Advantageously, the winding 1 of the induction boiler 13 described in the first and second examples is connected to a high or medium frequency current generator 12 with smooth power control, thanks to which an increased heating effect is achieved in comparison with direct supply from the power grid with a current frequency of 50 Hz. Such a generator may be a medium or high frequency transistor converter (fig. 2). In this description, high frequency should be understood as a frequency in the range of 10-200 kHz, and medium frequency in the range of 2-10 kHz.
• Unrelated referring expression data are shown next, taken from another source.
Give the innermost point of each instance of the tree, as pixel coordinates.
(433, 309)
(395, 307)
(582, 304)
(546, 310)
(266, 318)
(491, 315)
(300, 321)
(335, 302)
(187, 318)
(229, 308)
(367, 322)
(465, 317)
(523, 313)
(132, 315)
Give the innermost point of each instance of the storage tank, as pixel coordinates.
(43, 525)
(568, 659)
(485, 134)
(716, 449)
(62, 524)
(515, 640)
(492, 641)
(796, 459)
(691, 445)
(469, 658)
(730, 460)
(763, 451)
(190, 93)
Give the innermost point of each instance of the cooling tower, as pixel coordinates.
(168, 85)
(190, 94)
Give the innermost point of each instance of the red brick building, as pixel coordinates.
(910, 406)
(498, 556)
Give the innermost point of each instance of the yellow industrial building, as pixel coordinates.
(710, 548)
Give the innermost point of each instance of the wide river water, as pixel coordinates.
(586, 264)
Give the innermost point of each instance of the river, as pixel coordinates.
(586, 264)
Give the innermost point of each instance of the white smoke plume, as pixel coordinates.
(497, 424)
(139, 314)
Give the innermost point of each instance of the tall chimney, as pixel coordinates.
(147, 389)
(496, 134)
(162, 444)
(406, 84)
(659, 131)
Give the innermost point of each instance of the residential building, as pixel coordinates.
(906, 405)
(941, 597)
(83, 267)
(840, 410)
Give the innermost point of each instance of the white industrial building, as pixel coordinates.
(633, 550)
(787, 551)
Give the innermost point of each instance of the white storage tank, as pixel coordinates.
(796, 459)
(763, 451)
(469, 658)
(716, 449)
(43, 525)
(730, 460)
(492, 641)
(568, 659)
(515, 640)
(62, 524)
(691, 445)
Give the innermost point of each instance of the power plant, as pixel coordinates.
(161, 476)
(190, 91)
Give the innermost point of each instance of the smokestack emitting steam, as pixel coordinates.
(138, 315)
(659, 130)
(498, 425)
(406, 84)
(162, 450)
The induction boiler according to the invention can be used in municipal heating technology, e.g. in heating buildings in the central heating system. The boiler can be connected to existing heating substations. In addition, the boiler can be used to heat oil in industrial installations.

List of references

1. First winding

2. Second winding

3. Isolation

4. Ferromagnetic cup core

4.1. Inner wall of core 4

4.2. Core Wall 4

4.3. Outer wall of core 4

4.4. -4.8. Core wall shields 4

4.9. Perforated steel shield connecting walls 4.2 and 4.3

5. Space inside the cup core 4

6. Space for windings 1,2

7. Outer space in cup core 4

8. Fluid inlet to primary winding 1 or secondary winding 2

9. Fluid outlet to primary winding 1 or secondary winding 2

10. Liquid inlet to space 7 of cup core 4

11. Outlet from space 5 of cup core 4

12. Power generator

13. Induction boiler

Claims (4)

1. An induction boiler comprising a ferromagnetic cup core (4.1-4.9) with an electric winding (1) located thereon, connected to an alternating electric current, wherein the structure of the core (4) provides a space (7 and 5) for the flow of heated liquid, characterized in that inside the winding (1), which preferably consists of tubes made of an electrically conductive material, there is a space for an additional flow of heated liquid, which space is connected to the space (7 and 5) of the core (4). 2. An induction boiler according to claim 1, characterized in that it comprises a short-circuited second winding (2) arranged on the core (4) and in that inside this winding (2), which preferably consist of tubes made of a current-conducting material, there is a space for an additional flow of heated liquid, which space is connected to the space inside the winding (1). 3. An induction boiler according to claim 1 or 2, characterized in that the winding (1) is supplied from a medium or high frequency generator (12) with smooth power regulation, preferably comprising a transistor converter. 4. An induction boiler according to any one of claims 1 to 3, characterized in that a thermal insulation (3) is provided around the outer wall (4.3) of the core (4).